This is because the repetition counters @ and {1,} behave differently. @ performs “lazy matching” and is happy with one instance of the preceding character or character set. {1,} performs “greedy matching” and gobbles up as many instances of the preceding character or character set as it can.
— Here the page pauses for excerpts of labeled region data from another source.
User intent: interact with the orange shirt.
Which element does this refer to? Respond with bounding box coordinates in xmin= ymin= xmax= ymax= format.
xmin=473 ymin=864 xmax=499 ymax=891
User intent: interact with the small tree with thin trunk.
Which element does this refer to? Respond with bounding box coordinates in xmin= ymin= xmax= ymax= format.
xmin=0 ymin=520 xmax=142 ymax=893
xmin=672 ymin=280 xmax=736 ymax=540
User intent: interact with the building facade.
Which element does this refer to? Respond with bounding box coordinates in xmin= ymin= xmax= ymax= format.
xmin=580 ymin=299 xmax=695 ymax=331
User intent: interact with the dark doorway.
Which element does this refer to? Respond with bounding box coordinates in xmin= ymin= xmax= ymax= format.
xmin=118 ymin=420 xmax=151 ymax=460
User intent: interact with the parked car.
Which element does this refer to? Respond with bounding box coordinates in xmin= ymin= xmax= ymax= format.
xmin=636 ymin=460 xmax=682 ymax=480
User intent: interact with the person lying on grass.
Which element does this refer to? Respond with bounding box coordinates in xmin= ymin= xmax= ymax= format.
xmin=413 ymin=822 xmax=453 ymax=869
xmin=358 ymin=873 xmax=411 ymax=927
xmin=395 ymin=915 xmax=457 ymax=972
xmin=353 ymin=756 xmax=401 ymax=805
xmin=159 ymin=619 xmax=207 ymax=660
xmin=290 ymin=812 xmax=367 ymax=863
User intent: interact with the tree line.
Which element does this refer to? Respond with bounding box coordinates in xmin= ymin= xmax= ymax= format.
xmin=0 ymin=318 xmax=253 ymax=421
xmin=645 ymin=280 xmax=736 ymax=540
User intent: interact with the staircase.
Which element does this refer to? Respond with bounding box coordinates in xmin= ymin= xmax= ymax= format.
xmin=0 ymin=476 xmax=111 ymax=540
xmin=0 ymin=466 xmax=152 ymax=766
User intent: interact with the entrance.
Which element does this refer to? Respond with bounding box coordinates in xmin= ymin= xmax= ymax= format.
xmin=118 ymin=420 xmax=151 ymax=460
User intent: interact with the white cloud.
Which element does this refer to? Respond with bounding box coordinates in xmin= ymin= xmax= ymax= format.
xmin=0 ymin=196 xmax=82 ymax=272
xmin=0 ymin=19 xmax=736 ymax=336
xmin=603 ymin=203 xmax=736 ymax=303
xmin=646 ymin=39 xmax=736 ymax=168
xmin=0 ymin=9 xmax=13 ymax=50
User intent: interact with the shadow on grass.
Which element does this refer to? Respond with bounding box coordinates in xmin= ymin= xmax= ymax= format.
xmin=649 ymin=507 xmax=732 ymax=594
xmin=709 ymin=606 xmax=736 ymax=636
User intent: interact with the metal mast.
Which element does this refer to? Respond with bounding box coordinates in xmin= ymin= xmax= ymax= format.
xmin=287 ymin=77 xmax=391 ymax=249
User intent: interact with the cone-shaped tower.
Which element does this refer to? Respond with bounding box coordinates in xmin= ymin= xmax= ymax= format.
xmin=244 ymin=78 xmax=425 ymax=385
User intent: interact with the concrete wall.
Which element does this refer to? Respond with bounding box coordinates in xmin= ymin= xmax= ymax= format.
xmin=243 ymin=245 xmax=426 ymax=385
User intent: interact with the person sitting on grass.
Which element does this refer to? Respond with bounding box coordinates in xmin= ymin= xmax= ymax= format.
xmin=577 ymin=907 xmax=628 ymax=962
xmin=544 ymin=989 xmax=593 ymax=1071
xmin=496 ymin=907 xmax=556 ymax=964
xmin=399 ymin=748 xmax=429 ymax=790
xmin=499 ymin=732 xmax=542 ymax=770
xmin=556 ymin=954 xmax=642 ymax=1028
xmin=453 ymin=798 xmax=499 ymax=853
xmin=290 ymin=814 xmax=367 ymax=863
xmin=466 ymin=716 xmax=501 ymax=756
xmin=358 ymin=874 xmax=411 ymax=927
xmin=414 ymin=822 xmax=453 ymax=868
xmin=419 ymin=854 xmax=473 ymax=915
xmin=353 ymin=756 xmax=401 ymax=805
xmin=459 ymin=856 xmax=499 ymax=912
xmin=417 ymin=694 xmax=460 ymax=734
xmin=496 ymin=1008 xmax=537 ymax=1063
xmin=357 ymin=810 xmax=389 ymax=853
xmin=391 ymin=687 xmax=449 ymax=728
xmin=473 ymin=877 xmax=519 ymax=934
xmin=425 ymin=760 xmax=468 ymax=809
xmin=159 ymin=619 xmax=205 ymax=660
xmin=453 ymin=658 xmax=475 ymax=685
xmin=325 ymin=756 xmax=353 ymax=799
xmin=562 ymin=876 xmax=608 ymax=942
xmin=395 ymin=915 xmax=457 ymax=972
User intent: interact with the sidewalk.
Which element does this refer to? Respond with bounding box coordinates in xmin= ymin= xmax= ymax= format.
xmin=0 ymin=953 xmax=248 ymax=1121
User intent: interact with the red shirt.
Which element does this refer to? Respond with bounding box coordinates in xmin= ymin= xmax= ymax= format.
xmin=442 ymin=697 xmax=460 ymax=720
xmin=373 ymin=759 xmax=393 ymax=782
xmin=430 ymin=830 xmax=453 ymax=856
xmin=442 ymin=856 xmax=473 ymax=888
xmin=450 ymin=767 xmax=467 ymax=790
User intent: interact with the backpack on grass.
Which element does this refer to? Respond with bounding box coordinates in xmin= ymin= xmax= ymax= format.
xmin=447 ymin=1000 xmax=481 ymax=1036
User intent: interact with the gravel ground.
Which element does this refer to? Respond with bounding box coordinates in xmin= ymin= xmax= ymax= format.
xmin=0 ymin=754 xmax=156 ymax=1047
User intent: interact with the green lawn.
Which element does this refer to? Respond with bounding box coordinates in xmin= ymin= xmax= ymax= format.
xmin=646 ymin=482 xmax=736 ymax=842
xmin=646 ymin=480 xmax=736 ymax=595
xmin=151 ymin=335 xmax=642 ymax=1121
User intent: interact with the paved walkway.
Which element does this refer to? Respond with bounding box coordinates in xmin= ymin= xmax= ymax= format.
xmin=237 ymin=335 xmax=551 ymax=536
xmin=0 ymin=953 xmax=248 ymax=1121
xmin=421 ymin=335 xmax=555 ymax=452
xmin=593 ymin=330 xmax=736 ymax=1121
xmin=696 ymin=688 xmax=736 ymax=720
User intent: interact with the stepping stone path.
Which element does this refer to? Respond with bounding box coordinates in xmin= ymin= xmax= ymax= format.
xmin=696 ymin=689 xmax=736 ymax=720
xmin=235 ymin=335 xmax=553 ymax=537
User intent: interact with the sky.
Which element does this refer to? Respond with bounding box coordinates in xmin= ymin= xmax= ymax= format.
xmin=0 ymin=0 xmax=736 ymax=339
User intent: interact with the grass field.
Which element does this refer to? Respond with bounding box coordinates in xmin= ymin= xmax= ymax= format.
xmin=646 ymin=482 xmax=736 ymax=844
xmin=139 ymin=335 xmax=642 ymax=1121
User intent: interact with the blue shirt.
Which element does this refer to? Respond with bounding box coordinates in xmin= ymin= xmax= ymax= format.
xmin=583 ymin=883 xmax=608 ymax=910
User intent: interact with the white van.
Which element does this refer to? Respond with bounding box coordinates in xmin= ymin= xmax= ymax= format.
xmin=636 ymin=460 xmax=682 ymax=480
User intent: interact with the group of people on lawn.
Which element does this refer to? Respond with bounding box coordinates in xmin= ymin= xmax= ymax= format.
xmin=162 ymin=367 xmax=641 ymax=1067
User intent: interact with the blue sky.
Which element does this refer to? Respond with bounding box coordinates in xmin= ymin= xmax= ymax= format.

Let’s take “Daryl Paer 2013” as an example.

([!0-9^13]@)( )

catches “Daryl ” first, then goes on to catch “Paer ” (and goes on until it finds the final 4 digits and paragraph end mark).

On the other hand,

([!0-9^13]{1,})

catches “Daryl Paer ” directly. This is why “([!0-9^13]{1,})( )(<[0-9]{4})^13” does not work. There is no need to search for the space character preceding the 4 digits. It has already been found by ([!0-9^13]{1,}).

Now

([!0-9^13]{1,})( )(<[0-9]{4})^13

would work if you removed the space character from the search pattern:

([!0-9^13]{1,})(<[0-9]{4})^13

With such a search string, the Replace pattern itself needs to insert the space character after the 4 digits:

\2^32\1^p

Note that you could also use the following pattern:

Find:



([!0-9^13]@)(<[0-9]{4})^13

Replace:

\2^32\1^p

By the way, ^32 is the code for a space character.

HTH.

Thank you, sir. Much obliged.

Ulodesk